The whole atmosphere, instead, change completely in the next shot where the color scale goes from sky blue in the background wall to the dark cerulean blue in Alexander Wang’s dress, passing by a shiny aqua green in the young actress’ eyes, penetrating as those of the lady in the painting Le Retour de la Mer (Back from the Sea) (1924) by Félix Vallotton.
Wearing a gray dress by Oscar de la Renta, Jessica identifies with the interpretation of American President Grover Cleveland’s wife, who was portrayed by Anders Zorn in 1899. The distinguished beauty, the marble candor of the setting, the background grooves bring us back further in time: she is a statute in a Greek temple.
For another stunning shot, the actress plays the role of Ria Munk, who was portrayed by Gustav Klimt after her tragic death between 1917 and 1918. It is one of the most beautiful female portraits by the brilliant Austrian painter, as well as one of his last works. Leibovitz’s shot combines all the charm of the technique, Klimt’s iconography and style, which is still the favorite inspirational source for fashion designers (please look up the photographic series made up by Steven Meisel for December 2007 Vogue Italy and called “Vogue Patterns”). Vera Wang’s chiffon dress, decorated by hand, perfectly reproduces the unfinished quality of the painting (the dress and the floor are just sketched with charcoal); the background is extremely rich in floral motifs and comes alive as a real blooming garden.
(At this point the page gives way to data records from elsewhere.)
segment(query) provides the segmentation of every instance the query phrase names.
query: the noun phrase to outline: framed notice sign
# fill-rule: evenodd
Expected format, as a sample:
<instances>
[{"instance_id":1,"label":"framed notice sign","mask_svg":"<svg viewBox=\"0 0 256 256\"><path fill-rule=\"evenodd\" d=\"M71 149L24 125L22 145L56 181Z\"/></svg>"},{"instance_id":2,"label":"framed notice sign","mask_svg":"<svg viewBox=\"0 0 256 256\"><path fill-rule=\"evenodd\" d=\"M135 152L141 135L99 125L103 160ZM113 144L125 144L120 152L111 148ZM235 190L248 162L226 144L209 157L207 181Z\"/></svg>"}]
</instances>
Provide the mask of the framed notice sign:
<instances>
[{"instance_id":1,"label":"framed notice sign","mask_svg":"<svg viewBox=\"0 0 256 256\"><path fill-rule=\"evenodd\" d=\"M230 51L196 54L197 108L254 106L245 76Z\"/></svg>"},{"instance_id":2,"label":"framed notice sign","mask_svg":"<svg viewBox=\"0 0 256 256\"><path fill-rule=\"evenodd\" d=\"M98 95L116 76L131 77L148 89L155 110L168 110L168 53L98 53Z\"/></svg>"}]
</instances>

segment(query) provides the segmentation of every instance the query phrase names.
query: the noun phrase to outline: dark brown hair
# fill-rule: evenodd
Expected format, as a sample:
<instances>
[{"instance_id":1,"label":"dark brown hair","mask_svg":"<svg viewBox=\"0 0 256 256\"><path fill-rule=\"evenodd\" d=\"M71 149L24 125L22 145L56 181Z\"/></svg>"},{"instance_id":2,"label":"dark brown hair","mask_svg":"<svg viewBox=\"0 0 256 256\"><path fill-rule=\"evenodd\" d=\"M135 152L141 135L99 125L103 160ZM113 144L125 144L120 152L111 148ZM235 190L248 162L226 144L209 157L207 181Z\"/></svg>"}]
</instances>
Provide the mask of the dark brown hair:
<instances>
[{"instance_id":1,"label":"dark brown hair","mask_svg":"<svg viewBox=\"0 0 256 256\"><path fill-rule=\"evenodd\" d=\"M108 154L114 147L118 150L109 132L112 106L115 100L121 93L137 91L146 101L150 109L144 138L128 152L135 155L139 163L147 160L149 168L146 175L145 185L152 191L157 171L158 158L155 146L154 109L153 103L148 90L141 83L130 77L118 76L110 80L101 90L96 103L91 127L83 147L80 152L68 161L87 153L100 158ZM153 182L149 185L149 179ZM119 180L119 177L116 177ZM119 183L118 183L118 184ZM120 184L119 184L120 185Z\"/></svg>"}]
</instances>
Through a skilful play of colors and lights, photography is also able to reproduce Vincent Van Gogh’s confused brush strokes. In 1888, the Dutch artist portrayed a young woman from Arles and gave her the name of Mousmé, as the Japanese girl from Pierre Loti’s tale, which particularly enthralled the painter. Compared to the painting, the photograph is horizontally placed; however, it is still traditionally arranged with the model standing over a monochrome background. Clothing is designed by Alexander McQueen and reproduces the very same decorative play of the long row of red buttons in the vertical stripes coat, which gets lost in the cloud of a big polka dots skirt.
The only photograph in which the model is not wearing any dress is paradoxically the one which is inspired to Magritte’s La Robe de soirée (The evening gown) (1955). We know that Magritte’s titles are always misleading and apparently very far from the submitted subject. The shot as well remains enigmatic for its obscurity: the red hair stands out from a stretched light blue background within a turquoise sky and a quiet sea: the moon, which holds from time immemorial the reference to night in a free meaning association, stands for the unknown and mystery.
The last shot is inspired by Julia Margaret Cameron’s photos: she has been producing intense and profound portraits following the stylistic language of Pre-Raphaelites painters. Leibovitz reproduced this distinctive character: that use of focus, which is sometimes even stretched to the “out of focus”, disregards clearness and aims instead at researching plastic effects, which are possibly close to Leonardo’s sfumato.
“Nothing is lost, nothing is created, everything is transformed”; hence, this is a law of physics which we can apply also to art history, to the evolution of representational culture, to the ensemble of icons which constitute our shared visual imaginary.